JOBCENTRES are linking up with local mosques in Oldham as part of their efforts to make sure people from all ethnic minority backgrounds are supported to find the work they want.

The new relationships are intended to build understanding about how Jobcentres can support people, from providing work experience and training to introductions to employers and help with applications.

While overall ethnic minority employment is at a record high, an ethnicity employment gap of 9.3 percentage points persists.

The government’s 2017 Race Disparity Audit also highlighted where many people from ethnic minorities were being left behind, missing out on work opportunities and support to get employment and training.

In addition, employment rates vary significantly between ethnic minority communities. The Indian community has the highest employment rate of ethnic minority groups at 76.9 per cent, meanwhile the black employment rate is 67.4 per cent and the Pakistani and Bangladeshi community rate is 56.7 per cent.

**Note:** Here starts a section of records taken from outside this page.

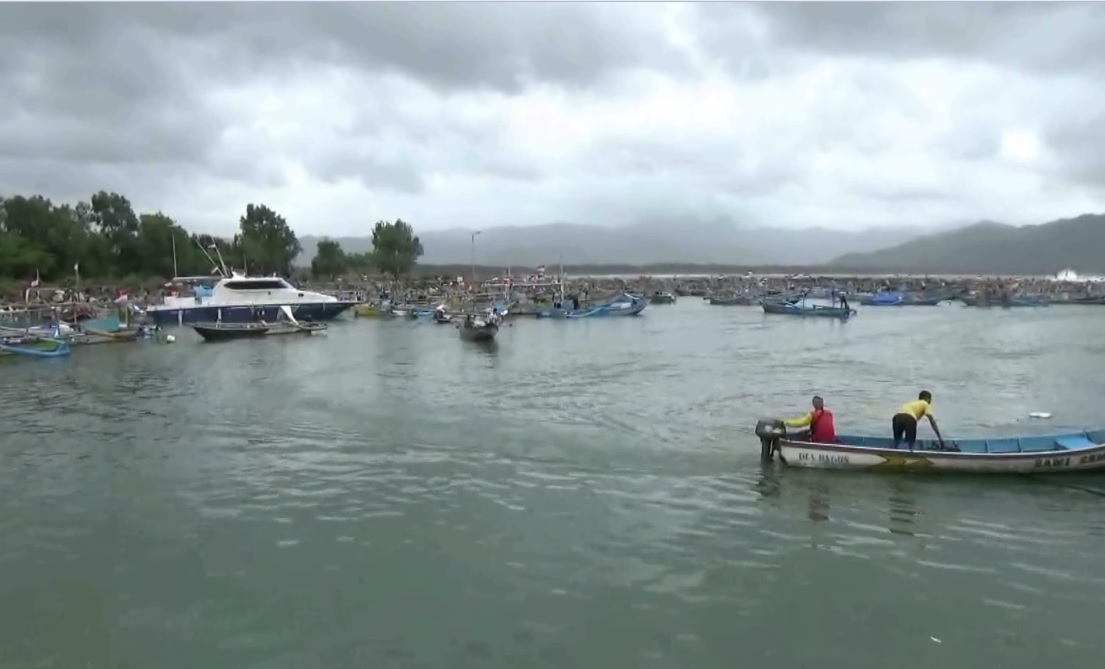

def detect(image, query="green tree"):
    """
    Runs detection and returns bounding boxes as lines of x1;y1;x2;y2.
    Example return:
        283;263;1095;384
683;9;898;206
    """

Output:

Employment Minister Alok Sharma said: “We are focused on helping people find the jobs they want, but too often people from certain ethnic minorities are missing out.

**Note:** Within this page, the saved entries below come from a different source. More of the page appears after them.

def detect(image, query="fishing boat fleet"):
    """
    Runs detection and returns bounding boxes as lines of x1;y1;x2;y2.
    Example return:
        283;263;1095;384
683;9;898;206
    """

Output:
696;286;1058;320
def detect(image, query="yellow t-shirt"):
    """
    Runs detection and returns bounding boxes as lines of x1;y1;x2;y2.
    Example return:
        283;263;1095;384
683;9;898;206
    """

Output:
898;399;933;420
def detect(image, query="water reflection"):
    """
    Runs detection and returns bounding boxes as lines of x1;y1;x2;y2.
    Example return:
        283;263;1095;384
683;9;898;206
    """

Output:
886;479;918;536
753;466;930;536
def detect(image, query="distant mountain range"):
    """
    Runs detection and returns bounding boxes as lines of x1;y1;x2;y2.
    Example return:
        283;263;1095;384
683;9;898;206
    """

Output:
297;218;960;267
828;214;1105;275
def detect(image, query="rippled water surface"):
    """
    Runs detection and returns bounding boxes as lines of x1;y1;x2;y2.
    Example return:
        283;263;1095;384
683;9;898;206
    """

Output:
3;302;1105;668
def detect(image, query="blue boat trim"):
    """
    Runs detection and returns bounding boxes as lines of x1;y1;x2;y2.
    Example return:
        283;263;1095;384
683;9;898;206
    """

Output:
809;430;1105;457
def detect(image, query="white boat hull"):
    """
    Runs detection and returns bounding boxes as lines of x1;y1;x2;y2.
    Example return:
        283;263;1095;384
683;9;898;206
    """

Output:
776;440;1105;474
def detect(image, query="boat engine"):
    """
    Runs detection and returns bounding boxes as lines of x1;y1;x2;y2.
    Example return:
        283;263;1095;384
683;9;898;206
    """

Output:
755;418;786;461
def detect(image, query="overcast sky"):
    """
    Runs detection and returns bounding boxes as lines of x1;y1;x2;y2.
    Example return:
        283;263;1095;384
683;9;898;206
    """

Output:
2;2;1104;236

“By actively building relationships with local mosques, we can build up trust with the community and make sure they are getting the support that’s on offer.

“While we have record high ethnic minority employment, there is still an ethnicity employment gap that I am determined to close – good relationships between jobcentres and ethnic minority communities are vital if we are to have any chance at eliminating employment inequality.”

Amid the range of tailored initiatives, mosque leaders have been invited in to meet with the Jobcentre staff about the support on offer, as well as their advisers spending time based in mosques.

Since the start of the year, Oldham Jobcentre staff have been invited into the Greengate Mosque after Friday prayers. At the biggest weekly gathering for local muslim worshippers, they’ve been able to reach new audiences to promote the benefits of local apprenticeships and training opportunities and offer advice and support on benefits and getting into work.

While apprenticeships are generally known to be effective at supporting people into good work, just eight per cent of young people from ethnic minority backgrounds in Greater Manchester are taking up the opportunities.

Faz Afzal from Greengate Mosque in Oldham said: “The Jobcentre has managed to bring a good initiative into the Main Mosque of Oldham.

"This is a stepping stone of getting the youth on the career ladder, within a very close knit community. We are very privileged to be part of this project, that will help the youth to develop skills and progress towards stable employment. This project can be successful with ongoing support and guidance.”

This work sits alongside a range of other jobcentre initiatives to reach out to people in their community, including Jobcentre advisers working out of community centres, churches and libraries.

Nina Cioffi, from Oldham Jobcentre, said: “For some people, coming into the jobcentre can be daunting. But we want everyone to know all the ways we can help – from offering training to supporting people with their benefit claims.

“We want the relationship we’ve built with faith leaders to translate into trust with people in the community, so they can make the most of what we have to offer.”